April 2
Sam tells me, “My dream is to open my own dock dog diving business.”
Only, it sounds to me like, “Mah dream is ta open mah own duck dock diein’ bidness.”
For a moment, I am mystified. I smile, not sure how to proceed. Decide honesty is always the best policy.
“I’m sorry,” I say, “I didn’t quite catch that. What kind of business?”
She speaks a bit slower.
“Dock dog diving.
Jen says, “Sam trains ‘em. She’s good. We’re following the competitions around right now. Trying to build a name.”
Jan and Sam are in their mid-twenties. They have that wide open, anything is possible aura of enthusiasm I remember with some nostalgia from the first flush of love Janice and I experienced. The magic of lesbian love.
Jen and Sam are clearly young lesbians, clearly in the first flush of love. I said hello to them when they came up from the river where they’d been fishing. It was my first glimpse of members of the Sisterhood, at least obvious ones, since I’ve been on the road.
I find out that they’ve been together for three months. They, and their eight (!) dogs, one cat, and two gerbils, are all of them traveling out of a 24-foot trailer with one pop-out towed by a monster of a Ford truck.

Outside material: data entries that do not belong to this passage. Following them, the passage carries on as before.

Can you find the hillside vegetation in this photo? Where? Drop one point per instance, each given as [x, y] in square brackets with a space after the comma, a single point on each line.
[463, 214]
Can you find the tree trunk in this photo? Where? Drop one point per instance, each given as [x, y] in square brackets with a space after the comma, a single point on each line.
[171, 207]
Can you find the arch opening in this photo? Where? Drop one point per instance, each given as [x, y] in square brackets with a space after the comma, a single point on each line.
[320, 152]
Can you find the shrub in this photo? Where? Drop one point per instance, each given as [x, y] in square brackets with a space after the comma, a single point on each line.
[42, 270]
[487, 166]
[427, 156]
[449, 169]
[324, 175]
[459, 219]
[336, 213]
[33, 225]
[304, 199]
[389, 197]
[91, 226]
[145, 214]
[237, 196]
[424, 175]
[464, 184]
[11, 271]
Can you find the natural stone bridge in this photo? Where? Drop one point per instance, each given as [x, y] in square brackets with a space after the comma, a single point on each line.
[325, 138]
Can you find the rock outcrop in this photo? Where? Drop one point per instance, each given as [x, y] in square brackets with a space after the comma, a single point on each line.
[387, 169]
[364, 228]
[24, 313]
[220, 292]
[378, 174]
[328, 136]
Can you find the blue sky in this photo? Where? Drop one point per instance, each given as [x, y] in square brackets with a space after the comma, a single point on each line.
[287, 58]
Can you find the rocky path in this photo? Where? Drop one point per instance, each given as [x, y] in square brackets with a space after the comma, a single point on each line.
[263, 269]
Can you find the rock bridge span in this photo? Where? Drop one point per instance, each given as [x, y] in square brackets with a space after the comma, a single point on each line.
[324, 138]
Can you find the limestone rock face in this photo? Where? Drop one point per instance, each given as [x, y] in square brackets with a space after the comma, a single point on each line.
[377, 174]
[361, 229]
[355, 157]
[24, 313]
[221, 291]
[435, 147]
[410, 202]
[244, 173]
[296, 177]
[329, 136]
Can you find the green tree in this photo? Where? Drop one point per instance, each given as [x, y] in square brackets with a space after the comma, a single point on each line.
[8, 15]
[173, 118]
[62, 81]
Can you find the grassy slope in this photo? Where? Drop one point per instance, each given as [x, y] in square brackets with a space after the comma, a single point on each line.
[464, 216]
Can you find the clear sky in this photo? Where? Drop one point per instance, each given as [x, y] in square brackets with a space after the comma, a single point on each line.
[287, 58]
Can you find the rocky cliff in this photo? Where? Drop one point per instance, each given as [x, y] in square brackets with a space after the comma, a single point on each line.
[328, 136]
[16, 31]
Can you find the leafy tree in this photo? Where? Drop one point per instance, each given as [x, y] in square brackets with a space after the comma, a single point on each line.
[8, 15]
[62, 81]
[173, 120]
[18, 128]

The dogs, I learn, include a Malinois/Shepherd cross, which is eight months old and which Sam has been training since it was weaned- their hoped for soon to be star diver, two German Shepherds, a pit bull/Australian Shepherd mix, a Lab/Shepherd mixes who is good at the hydro speed part of the competition, two Spaniels, and a mutt they rescued. They don’t talk about the cat or gerbils.
I ask about dock diving.
“I’ve never heard of dock diving. I’m from Oregon, which probably isn’t an excuse, but there you have it. What is it?”
Sam grows enthusiastic as she explains to me dock diving is basically what it sounds like. Except that there are three areas of competition.
Distance Jump is the most basic. Dogs race against a clock down a 40-foot dock, then jump into the water of a 41-foot pool. An elaborate point system exists which rates the dogs on style, strength, distance.
Next is Hydro Dash. The dog races into the water toward a bumper it must retrieve. The timer starts when the last foot of the dog leaves the dog and stops when the dog swims past the 10 foot mark of the pool after retrieving the bumper.
In Air Retrieve, the dog leaps toward a toy suspended two feet above the water 6 feet from the end of the dock.
If the dog successfully grabs the toy, the distance grows and grows until they miss the toy or the owner decides their dog has had enough. The Spaniels are in training for Air Retrieve, it seems.
“How are you guys doing?”
Jen says, “We probably should have socialized the Malinois more. He was confused. There was a big crowd, it was loud, lots of dogs. We were just going for the distance jump this time.”
Sam takes up the tale.
“He done so good in practice, I thought he was ready. S’my fault. He needs more ripenin’. He took off’n outta his crate full speed. Then just skidded to stop. The crowd gasped. Alla ‘em. It was embarrassin”
Jen laughs. Sam adds, “Then, he just took a big ole dump on the dock.”
They both fall into gales of laughter. They are young, they are happy, they are in love. Anything is possible.
“So, you’re a trainer?” I ask.
“She is,” Jen asserts. “A good one. This was just us forgetting that socializing takes more time. I’m a vet tech. Or, was. Now I’m going along with Sam.”
I notice Jen’s many tattoos, bracelets, rings. She is slight of frame, brunette, exudes a cheerful demeanor.
This is when Sam shares her dream to open her own business.
“They ain’t another one in these parts. Not in all of South Alabama.” She says. “I figger we can set ourselves up. I can train, Jen can vet ‘em.”
Sam is sturdier than Jen. She wears short, cropped hair covered by a ball cap sporting the logo of some dog business: a dog’s head in red on a black visor. Though Sam looks like “the butch,” I see in their relationship that Jen more often takes the lead.
The look adoringly at one another. Hoist up the buckets of catfish they were carrying when I said hello, lean toward each other in readiness for the next thing.
“I see you need to get going. I wish you nothing but big success. Maybe one day I’ll turn on my tv to see you both at the national dock diving competitions.”
“Yes, Ma’am. That would be awesome. I sure hope it comes to be.”
That’s Sam. She nods her goodbye.
And they are off. To manage their menagerie, their dreams, their love for one another in the South. Living together in these dangerous Maga times when earnest young women just like them are now living in jeopardy.
I offer up a sincere invocation for their safety and success.